Sonar et baleines à becs

Lorsqu’il s’agit de l’échouage massif d’espèces à la suite de l’activité sonar, la baleine à bec est l’espèce la plus touchée. Cela pourrait avoir un rapport avec le fait qu’il s’agit de l’espèce de baleine la plus profonde du monde. En tant que tel, il se trouve à des profondeurs, ce qui est courant pour les sous-marins. Une autre théorie attribue cela à leur nature solitaire, ajoutant qu’il est probable qu’ils confondent les pings sonar avec les sons des épaulards.

Il existe une autre explication hypothétique pour l’échouage des baleines à bec. Lorsque les baleines à bec plongent, leurs poumons s’effondrent lorsqu’elles atteignent une profondeur spécifique. Cela empêche l’infiltration d’azote dans leur circulation sanguine.

Cependant, lorsqu’ils sont exposés à un sonar, leur schéma de plongée est considérablement modifié. Au lieu de plonger à de plus grandes profondeurs, ils font une série de plongées peu profondes, ce qui fait que leurs poumons ne s’effondrent pas, ce qui entraîne la formation de bulles d’azote dans leurs tissus, ce qui les rend vulnérables au mal de décompression.

Outre les baleines à bec, on croit que même les petits rorquals et les épaulards sont vulnérables à ce danger. Les experts sont d’avis que les sonar pings provoquent une série de changements de comportement chez ces espèces, et la désorientation qui en résulte les pousse à s’échouer eux-mêmes. Mais il ne s’agit pas seulement de petites espèces.

Même les rorquals bleus subissent un changement de comportement significatif lorsqu’ils sont exposés aux ondes sonar. En plus de perturber leur comportement alimentaire, les pings du sonar masquent également leurs schémas de communication, ce qui rend difficile pour eux de communiquer avec leurs semblables.

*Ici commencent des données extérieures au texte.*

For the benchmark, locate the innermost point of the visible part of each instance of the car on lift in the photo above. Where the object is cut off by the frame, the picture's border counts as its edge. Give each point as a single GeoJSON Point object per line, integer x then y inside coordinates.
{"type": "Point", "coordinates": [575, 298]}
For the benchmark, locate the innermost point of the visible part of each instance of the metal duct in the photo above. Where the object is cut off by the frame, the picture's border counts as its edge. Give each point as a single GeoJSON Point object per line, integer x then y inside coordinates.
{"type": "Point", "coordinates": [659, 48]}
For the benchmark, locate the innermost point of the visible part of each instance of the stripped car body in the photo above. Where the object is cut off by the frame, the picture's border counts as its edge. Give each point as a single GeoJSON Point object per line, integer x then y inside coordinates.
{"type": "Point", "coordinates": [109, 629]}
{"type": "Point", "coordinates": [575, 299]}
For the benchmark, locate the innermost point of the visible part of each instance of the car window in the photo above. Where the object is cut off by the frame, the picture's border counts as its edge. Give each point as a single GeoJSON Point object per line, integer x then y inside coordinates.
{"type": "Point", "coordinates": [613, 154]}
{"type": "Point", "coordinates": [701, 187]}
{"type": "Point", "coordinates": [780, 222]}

Le sonar est un outil essentiel lorsqu’il s’agit d’opérations navales, et il n’y a aucun moyen pour la marine de s’en débarrasser dans un avenir proche. Ce qui est bien, c’est qu’ils ont reconnu les effets des essais de sonar sur la vie marine et prennent des mesures de précaution, comme effectuer des relevés aériens pour repérer les baleines et éteindre le sonar lorsqu’on voit des baleines dans le voisinage pour s’assurer qu’aucune espèce n’est blessée. De plus, l’administration navale ne coopère pas seulement avec les chercheurs, mais collabore même avec eux pour étudier comment les sonars affectent les espèces marines, ce qui devrait les aider à modifier cette technologie pour minimiser les dommages.